A former rep that breached the rules of the Canadian Investment Regulatory Organization (CIRO) by engaging in assorted unprofessional conduct has been hit with a 10-year ban and $125,000 in monetary sanctions.
Last July, a CIRO hearing panel ruled that Matthew Philip Ewing, a former rep with RBC Dominion Securities Inc. and National Bank Financial Inc., violated the self-regulatory organization’s rules by engaging in conduct that, the regulator alleged, fell short of professional standards. That conduct, CIRO said, included having personal financial dealings with clients, co-mingling clients’ money with his own money, using his private email for business with clients and failing to supervise members of his team.
However, the panel dismissed a couple of other major allegations against him — finding that the SRO’s enforcement staff failed to prove that he engaged in any unauthorized discretionary trading, or that he falsified portfolio overview documents.
The panel noted that suspected unauthorized trading was the red flag that led to the regulator’s investigation in the first place, even though that allegation ended up not being proven.
According to the panel’s decision, in April 2022, Ewing had an “inordinately high volume of trades” that initially caught the regulator’s attention, raising concerns that it was “unlikely” that he had obtained prior client consent for making those trades.
However, Ewing denied that allegation, and the panel found that CIRO staff failed to prove the allegation on a “balance of probabilities.”
Instead, it found that various other conduct that was uncovered in the course of that investigation did violate CIRO’s rules, even if it wasn’t proven that investors suffered any direct harm.

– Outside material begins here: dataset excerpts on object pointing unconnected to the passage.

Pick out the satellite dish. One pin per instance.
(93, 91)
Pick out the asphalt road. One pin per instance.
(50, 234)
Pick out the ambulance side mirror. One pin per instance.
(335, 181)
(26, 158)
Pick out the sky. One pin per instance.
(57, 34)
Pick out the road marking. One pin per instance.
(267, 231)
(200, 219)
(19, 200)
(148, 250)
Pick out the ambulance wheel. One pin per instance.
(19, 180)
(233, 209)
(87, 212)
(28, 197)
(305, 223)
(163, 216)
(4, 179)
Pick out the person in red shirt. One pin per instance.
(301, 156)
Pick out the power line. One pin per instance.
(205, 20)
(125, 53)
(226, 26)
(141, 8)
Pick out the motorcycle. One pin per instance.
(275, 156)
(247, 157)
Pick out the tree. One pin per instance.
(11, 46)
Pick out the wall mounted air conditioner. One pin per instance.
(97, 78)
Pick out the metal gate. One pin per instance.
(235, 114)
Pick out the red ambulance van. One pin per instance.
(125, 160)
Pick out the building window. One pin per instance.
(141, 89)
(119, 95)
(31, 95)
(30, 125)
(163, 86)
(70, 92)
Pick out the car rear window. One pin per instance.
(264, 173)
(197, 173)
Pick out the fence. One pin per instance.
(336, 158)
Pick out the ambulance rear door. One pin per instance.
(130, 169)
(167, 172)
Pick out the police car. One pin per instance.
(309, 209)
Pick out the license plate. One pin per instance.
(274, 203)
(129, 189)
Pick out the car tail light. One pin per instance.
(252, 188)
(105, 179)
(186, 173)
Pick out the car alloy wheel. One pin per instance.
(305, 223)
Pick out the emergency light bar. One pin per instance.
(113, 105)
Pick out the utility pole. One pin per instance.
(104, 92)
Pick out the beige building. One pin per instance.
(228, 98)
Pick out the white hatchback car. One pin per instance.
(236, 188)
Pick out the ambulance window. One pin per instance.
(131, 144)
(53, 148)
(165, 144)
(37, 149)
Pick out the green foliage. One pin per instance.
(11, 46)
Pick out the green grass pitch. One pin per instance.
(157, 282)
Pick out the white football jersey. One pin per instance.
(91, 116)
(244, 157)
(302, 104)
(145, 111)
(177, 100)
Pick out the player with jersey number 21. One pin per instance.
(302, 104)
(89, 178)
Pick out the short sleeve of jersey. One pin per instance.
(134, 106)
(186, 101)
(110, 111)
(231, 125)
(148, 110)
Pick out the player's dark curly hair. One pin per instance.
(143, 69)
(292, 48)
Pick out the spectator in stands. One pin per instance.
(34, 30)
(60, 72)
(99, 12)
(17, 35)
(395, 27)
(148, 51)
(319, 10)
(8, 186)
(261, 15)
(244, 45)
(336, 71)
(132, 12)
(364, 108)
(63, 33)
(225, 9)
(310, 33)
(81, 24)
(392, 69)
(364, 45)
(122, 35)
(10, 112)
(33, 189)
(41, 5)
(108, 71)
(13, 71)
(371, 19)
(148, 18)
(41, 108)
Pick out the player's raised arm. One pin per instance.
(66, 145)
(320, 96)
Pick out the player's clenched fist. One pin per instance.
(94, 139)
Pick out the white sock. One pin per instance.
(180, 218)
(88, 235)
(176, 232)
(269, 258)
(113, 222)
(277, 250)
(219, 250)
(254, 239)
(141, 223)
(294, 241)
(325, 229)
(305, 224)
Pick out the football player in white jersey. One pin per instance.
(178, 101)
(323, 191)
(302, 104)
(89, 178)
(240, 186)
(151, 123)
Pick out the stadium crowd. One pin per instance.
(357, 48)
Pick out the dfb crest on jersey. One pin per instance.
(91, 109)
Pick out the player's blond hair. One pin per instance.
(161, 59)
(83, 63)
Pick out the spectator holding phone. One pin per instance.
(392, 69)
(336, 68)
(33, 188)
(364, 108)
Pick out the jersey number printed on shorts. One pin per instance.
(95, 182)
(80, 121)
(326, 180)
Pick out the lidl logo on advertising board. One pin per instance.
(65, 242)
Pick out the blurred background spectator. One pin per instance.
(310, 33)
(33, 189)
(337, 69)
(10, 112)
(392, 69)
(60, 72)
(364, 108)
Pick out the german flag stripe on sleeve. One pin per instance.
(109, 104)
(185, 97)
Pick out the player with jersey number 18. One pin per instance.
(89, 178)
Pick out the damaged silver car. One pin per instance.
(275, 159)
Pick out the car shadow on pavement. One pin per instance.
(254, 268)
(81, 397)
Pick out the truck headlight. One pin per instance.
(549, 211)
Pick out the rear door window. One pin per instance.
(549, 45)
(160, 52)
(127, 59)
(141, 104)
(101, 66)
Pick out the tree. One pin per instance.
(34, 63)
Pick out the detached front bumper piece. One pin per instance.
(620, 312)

At the sanctions hearing, CIRO sought a permanent ban on Ewing, along with $280,000 in disgorgement, a $100,000 fine and $50,000 in costs. Ewing’s counsel argued for a one-year suspension, a $35,000 fine and no disgorgement or costs ordered against him.
The panel’s decision on sanctions fell somewhere in the middle. It ruled that Ewing must pay a $75,000 fine and $50,000 in costs, along with a 10-year registration suspension, which would be followed by one year of supervision, if he returns to the industry.
In reaching its decision on sanctions, the panel noted that Ewing engaged in conduct that was “reckless and harmful.”
Among other things, it found that he had various “inappropriate financial interactions” with clients, including “loans and private, secret reimbursements, investments in cars and wines, in addition to securities, all outside the regulatory system.”
“As a professional, the respondent knew or ought to have known that co-mingling client money in an account of which he was a joint owner, is indefensible,” it said.
While there was no proven harm to particular clients, the panel said that the unprofessional conduct, “left clients and others without the protection of those requirements and standards” and that this undermined confidence in the markets.
“The harm was the breach of the public’s trust in the integrity and reputation of the financial markets,” it said.
However, without evidence of specific harm to clients, or that Ewing personally profited from his misconduct, the panel declined to order disgorgement against him, saying that “CIRO enforcement staff failed to meet its burden to present a convincing argument for disgorgement.”
It also imposed a shorter suspension and a smaller fine than CIRO staff sought.
On costs, the panel sided with the SRO’s staff, noting the CIRO’s total costs were over $300,000 and that it argued that Ewing should contribute $50,000 to that bill. The panel concluded that CIRO’s costs were reasonable, and that a $50,000 contribution from Ewing “is appropriate in the circumstances of this case.”